STF. Quem escolhe quem julga
STF. Quem escolhe quem julga
- Celso Luís Gagliardo -
Embora o atual modelo constitucional tenha suas boas intenções, a elevada judicialização de temas de Governo, de viés político, tem levado a questionamentos quanto a forma de indicação de Ministros para a mais alta Corte Judiciária do País.
Há temas que parecem morar nas páginas distantes das leis, mas que, no fundo, dizem respeito à alma de um país democrático. Um deles é este: quem escolhe quem julga?
Parece simples — o presidente indica, o Senado aprova, e pronto, temos um ministro do Supremo Tribunal Federal, última instância decisória, a Suprema Corte.
Mas, se olharmos com o coração de quem acredita na independência dos Poderes, há uma interrogação que não se cala: como pode o chefe de um Poder escolher quem, amanhã, poderá julgá-lo?
A Constituição quis criar um equilíbrio — o famoso “freios e contrapesos”. Mas, como tudo que envolve o ser humano, o equilíbrio depende menos da regra e mais da conduta. Depende de virtude, de pudor, ética e grandeza moral.
Talvez, por isso, há quem sonhe com um modelo diferente: que o Ministro venha de carreira jurídica sólida, suba degrau a degrau — juiz, desembargador, advogado, professor, cidadão que serviu à Justiça por inteiro, até que o tempo o conduza naturalmente ao topo, com o tal notável saber jurídico.
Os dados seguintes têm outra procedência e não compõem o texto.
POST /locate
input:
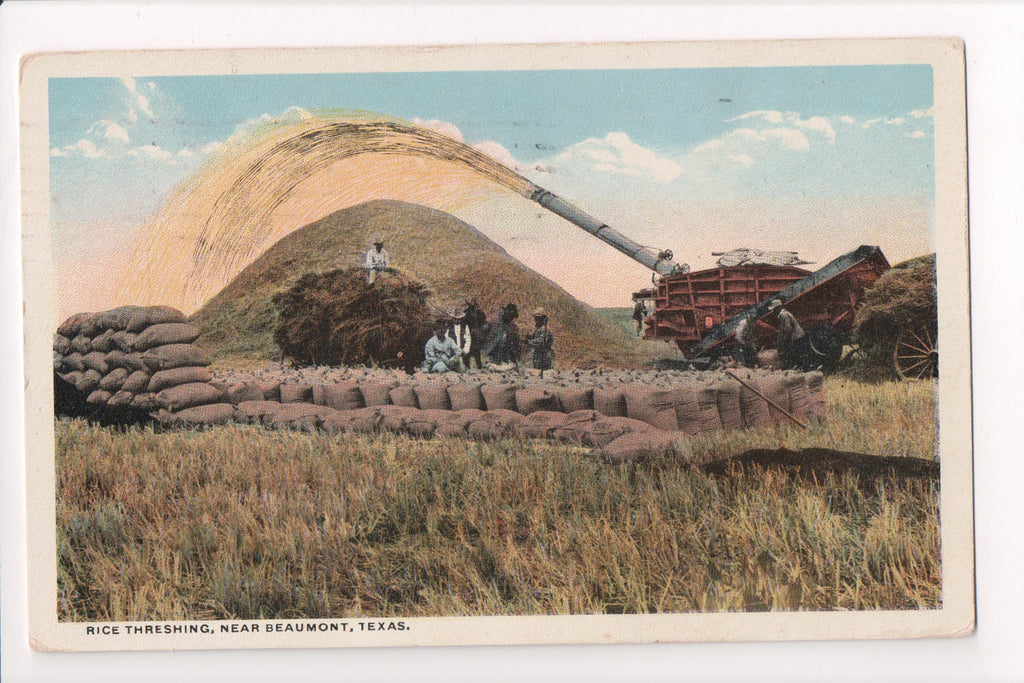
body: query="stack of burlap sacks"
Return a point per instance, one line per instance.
(143, 357)
(137, 356)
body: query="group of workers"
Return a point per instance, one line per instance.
(465, 335)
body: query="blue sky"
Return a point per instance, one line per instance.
(609, 140)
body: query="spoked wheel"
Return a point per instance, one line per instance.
(916, 354)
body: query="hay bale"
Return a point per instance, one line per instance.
(644, 445)
(499, 396)
(463, 396)
(143, 317)
(531, 399)
(187, 375)
(173, 355)
(163, 334)
(432, 396)
(114, 380)
(610, 401)
(403, 394)
(654, 406)
(376, 393)
(187, 395)
(337, 317)
(574, 398)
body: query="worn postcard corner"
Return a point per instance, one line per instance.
(497, 345)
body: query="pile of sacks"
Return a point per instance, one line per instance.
(134, 356)
(143, 357)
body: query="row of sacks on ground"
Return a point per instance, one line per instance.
(762, 399)
(126, 356)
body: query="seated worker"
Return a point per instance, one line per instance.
(442, 355)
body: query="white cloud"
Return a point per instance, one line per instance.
(111, 130)
(442, 127)
(615, 153)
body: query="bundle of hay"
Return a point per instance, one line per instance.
(337, 317)
(903, 298)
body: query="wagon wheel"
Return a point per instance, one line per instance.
(916, 354)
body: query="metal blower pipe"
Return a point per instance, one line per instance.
(659, 262)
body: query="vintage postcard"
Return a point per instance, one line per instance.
(497, 345)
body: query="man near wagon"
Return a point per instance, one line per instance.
(790, 333)
(542, 342)
(441, 353)
(376, 260)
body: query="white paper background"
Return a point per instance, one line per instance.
(994, 39)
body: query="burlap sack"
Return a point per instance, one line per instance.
(376, 393)
(542, 424)
(404, 395)
(201, 416)
(88, 381)
(432, 396)
(137, 382)
(340, 396)
(98, 396)
(531, 399)
(256, 412)
(687, 409)
(296, 393)
(173, 355)
(651, 444)
(499, 396)
(271, 390)
(153, 315)
(729, 410)
(82, 344)
(187, 375)
(243, 391)
(145, 401)
(73, 361)
(815, 397)
(123, 340)
(773, 387)
(187, 395)
(72, 327)
(654, 406)
(114, 380)
(163, 334)
(610, 401)
(495, 423)
(574, 398)
(103, 342)
(708, 407)
(466, 396)
(61, 345)
(121, 399)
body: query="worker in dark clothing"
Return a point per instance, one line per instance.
(747, 342)
(790, 334)
(542, 342)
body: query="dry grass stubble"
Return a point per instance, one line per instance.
(244, 522)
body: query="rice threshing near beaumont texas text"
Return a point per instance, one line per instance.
(454, 343)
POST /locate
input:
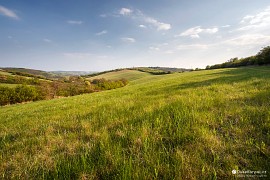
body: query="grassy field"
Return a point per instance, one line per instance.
(8, 85)
(195, 125)
(5, 73)
(130, 75)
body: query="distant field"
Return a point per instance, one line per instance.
(8, 85)
(194, 125)
(4, 73)
(127, 74)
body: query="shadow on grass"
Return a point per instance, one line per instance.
(230, 76)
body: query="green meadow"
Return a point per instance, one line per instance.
(130, 75)
(193, 125)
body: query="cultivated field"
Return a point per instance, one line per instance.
(194, 125)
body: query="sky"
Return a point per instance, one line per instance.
(98, 35)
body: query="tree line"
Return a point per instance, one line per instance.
(261, 58)
(44, 90)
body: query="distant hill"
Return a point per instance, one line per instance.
(149, 70)
(30, 72)
(127, 74)
(72, 73)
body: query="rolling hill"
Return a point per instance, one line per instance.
(196, 125)
(130, 75)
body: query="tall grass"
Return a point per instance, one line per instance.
(197, 125)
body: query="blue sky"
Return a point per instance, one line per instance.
(96, 35)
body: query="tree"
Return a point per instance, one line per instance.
(263, 57)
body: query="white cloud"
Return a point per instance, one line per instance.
(125, 11)
(139, 16)
(154, 48)
(47, 40)
(7, 12)
(74, 22)
(157, 24)
(142, 26)
(101, 33)
(78, 55)
(195, 31)
(249, 39)
(103, 15)
(256, 22)
(226, 26)
(193, 46)
(128, 40)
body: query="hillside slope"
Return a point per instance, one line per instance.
(197, 125)
(130, 75)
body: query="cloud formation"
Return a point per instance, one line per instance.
(159, 25)
(47, 40)
(128, 40)
(195, 31)
(125, 11)
(74, 22)
(7, 12)
(260, 20)
(249, 39)
(140, 16)
(102, 33)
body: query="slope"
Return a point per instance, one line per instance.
(196, 125)
(130, 75)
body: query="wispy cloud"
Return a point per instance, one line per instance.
(102, 33)
(157, 24)
(154, 48)
(142, 26)
(140, 16)
(249, 39)
(226, 26)
(260, 20)
(47, 40)
(74, 22)
(195, 31)
(193, 46)
(78, 55)
(128, 40)
(103, 15)
(125, 11)
(7, 12)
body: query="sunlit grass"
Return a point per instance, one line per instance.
(197, 125)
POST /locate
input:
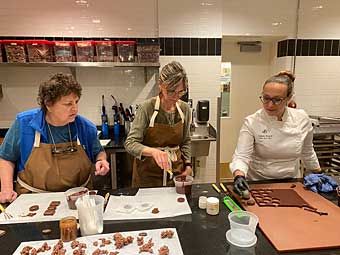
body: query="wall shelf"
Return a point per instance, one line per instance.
(74, 65)
(82, 64)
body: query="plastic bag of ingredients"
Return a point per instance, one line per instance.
(64, 51)
(148, 53)
(39, 51)
(105, 51)
(126, 51)
(15, 51)
(85, 51)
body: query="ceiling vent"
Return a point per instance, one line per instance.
(250, 46)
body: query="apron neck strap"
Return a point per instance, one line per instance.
(37, 139)
(156, 110)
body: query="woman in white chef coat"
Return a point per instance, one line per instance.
(275, 138)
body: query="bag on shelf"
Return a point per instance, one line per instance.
(39, 51)
(85, 51)
(15, 51)
(64, 51)
(126, 51)
(148, 53)
(105, 51)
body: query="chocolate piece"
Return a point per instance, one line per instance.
(46, 231)
(246, 194)
(49, 212)
(34, 208)
(180, 199)
(155, 210)
(55, 203)
(251, 202)
(143, 234)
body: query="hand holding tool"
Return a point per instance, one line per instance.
(240, 185)
(216, 188)
(6, 214)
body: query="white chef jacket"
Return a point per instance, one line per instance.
(271, 149)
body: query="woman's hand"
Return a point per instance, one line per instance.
(161, 158)
(102, 167)
(7, 196)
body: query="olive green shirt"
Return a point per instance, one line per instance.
(134, 141)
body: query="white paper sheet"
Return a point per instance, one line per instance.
(165, 199)
(131, 249)
(21, 205)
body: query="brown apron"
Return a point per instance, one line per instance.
(47, 172)
(146, 172)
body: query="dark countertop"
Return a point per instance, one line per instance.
(199, 233)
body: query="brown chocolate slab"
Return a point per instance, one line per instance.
(293, 228)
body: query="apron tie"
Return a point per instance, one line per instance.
(172, 157)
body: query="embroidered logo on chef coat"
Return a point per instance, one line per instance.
(265, 135)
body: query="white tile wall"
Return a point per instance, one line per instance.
(317, 85)
(260, 17)
(190, 18)
(20, 89)
(319, 19)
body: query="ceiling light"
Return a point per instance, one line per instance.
(275, 24)
(316, 8)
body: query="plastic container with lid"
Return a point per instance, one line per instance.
(242, 228)
(105, 51)
(68, 228)
(39, 51)
(15, 51)
(148, 53)
(183, 184)
(64, 51)
(126, 51)
(85, 51)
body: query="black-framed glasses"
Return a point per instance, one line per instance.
(173, 93)
(275, 100)
(69, 149)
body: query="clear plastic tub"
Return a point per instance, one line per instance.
(105, 51)
(148, 53)
(85, 51)
(15, 51)
(90, 213)
(126, 51)
(39, 51)
(242, 228)
(64, 51)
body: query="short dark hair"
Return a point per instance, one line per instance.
(57, 86)
(284, 77)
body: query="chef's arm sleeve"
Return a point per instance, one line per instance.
(186, 143)
(244, 150)
(308, 154)
(133, 143)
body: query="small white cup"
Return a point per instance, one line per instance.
(90, 213)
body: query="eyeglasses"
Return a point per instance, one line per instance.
(69, 149)
(173, 93)
(275, 100)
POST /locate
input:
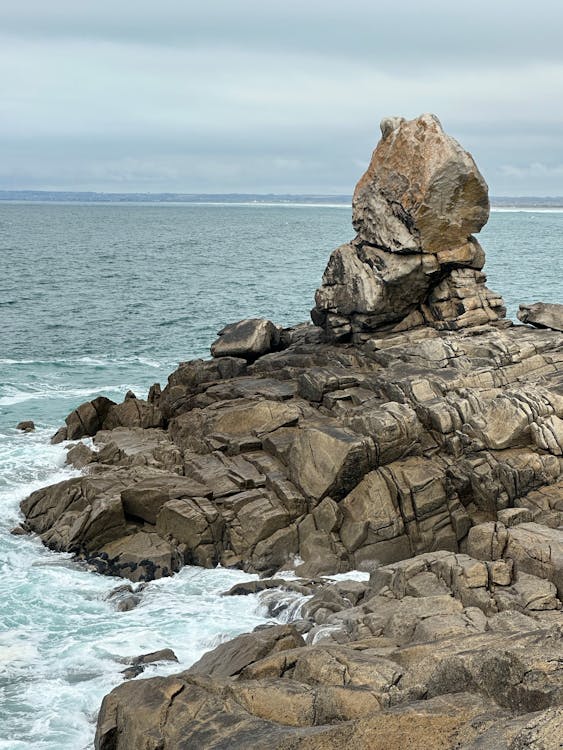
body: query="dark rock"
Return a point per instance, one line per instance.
(248, 339)
(542, 315)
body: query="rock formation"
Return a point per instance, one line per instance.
(542, 315)
(412, 433)
(414, 259)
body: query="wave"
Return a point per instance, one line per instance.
(17, 396)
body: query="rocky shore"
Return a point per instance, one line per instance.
(411, 432)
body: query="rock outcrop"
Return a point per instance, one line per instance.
(414, 259)
(542, 315)
(412, 433)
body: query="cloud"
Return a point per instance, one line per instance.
(227, 95)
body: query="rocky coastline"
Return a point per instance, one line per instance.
(411, 432)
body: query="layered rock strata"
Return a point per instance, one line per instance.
(412, 433)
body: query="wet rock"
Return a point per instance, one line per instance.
(88, 418)
(139, 663)
(414, 260)
(126, 597)
(248, 339)
(542, 315)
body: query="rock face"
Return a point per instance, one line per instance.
(542, 315)
(411, 434)
(414, 259)
(248, 339)
(440, 651)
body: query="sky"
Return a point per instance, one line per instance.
(272, 96)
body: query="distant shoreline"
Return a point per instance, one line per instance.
(246, 199)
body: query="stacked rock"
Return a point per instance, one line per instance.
(414, 260)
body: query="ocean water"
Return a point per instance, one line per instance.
(103, 298)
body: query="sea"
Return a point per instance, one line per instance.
(102, 298)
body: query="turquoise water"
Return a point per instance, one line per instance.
(106, 298)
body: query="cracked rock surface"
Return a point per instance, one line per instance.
(410, 432)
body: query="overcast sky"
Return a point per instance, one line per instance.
(272, 95)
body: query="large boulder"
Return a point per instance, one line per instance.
(414, 260)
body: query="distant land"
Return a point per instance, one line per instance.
(285, 198)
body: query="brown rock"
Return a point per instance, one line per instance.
(542, 315)
(26, 426)
(248, 339)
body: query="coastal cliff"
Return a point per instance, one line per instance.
(411, 432)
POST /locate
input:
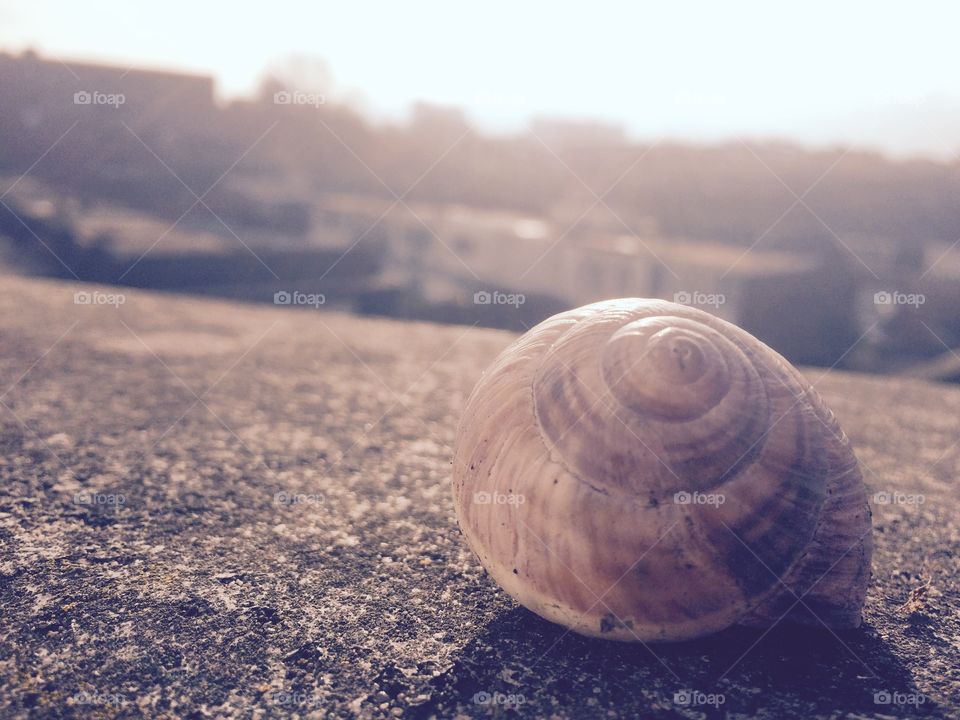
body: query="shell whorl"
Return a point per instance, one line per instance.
(600, 419)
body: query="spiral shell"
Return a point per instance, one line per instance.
(641, 470)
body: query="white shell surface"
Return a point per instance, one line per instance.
(641, 470)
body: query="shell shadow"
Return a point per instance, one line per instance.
(525, 664)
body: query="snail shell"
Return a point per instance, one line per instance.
(641, 470)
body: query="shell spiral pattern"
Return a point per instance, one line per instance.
(641, 470)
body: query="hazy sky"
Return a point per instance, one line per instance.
(876, 73)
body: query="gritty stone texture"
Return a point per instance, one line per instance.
(285, 542)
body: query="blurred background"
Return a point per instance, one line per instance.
(797, 173)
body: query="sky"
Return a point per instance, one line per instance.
(876, 74)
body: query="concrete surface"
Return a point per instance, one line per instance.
(210, 509)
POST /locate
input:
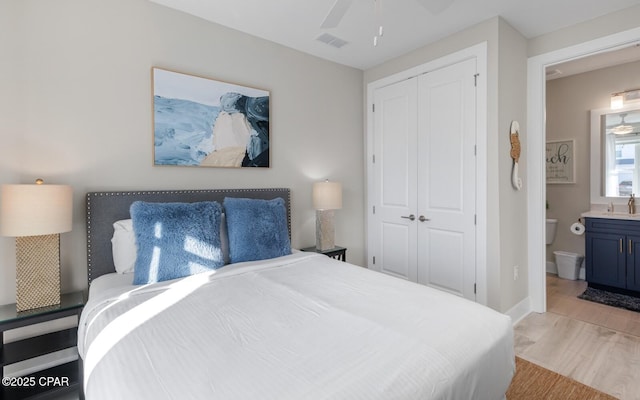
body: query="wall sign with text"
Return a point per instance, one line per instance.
(560, 161)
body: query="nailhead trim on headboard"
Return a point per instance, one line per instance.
(118, 211)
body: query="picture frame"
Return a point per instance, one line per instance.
(560, 161)
(202, 122)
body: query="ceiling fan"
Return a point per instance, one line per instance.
(340, 7)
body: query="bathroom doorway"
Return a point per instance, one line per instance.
(537, 68)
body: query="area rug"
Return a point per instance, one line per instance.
(611, 299)
(531, 381)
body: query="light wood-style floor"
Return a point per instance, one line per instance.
(592, 343)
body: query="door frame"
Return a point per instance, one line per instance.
(536, 174)
(479, 52)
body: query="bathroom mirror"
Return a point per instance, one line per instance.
(615, 154)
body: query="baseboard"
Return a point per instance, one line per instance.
(520, 310)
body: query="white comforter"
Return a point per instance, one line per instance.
(302, 326)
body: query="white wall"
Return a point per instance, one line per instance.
(513, 203)
(76, 109)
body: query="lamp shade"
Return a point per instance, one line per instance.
(34, 210)
(327, 195)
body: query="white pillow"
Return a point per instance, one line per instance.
(125, 250)
(123, 246)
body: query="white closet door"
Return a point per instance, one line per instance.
(446, 179)
(394, 234)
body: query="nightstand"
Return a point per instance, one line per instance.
(339, 253)
(51, 382)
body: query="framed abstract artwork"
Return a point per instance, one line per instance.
(208, 123)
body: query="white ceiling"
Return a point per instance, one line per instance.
(407, 24)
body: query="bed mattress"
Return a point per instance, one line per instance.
(303, 326)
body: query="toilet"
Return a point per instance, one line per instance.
(550, 236)
(568, 264)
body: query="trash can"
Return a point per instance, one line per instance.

Sem apadrinhamentos.
Sabemos que os indicados são “sabatinados e aprovados” no Senado, e ganham vitaliciedade até os 75 anos de idade, exatamente para não sofrerem pressões e decidirem com isenção.
Mas a animação de Chefes de Executivo para as novas indicações, certamente alinhadas ao seu perfil ideológico, permite-nos inferir possível contaminação futura. Um dos últimos Ministros empossados no Supremo Tribunal Federal foi advogado de quem o indicou.
Há outros países com modelo semelhante ao nosso. E há Juízes que não se curvam a nada em suas decisões. Mas, se olharmos sob o ponto de vista da pureza da separação dos Poderes, a lógica não seria vida própria, sem que um Poder embale berços até ungir o novo para compor outro Poder?
Seria um modo de lembrar que a toga não é presente, mas conquista. E que a Justiça, para ser vista como tal, precisa parecer justa também no modo como escolhe seus guardiões, fortalecendo a confiança pública no Judiciário. Para bem pensarmos.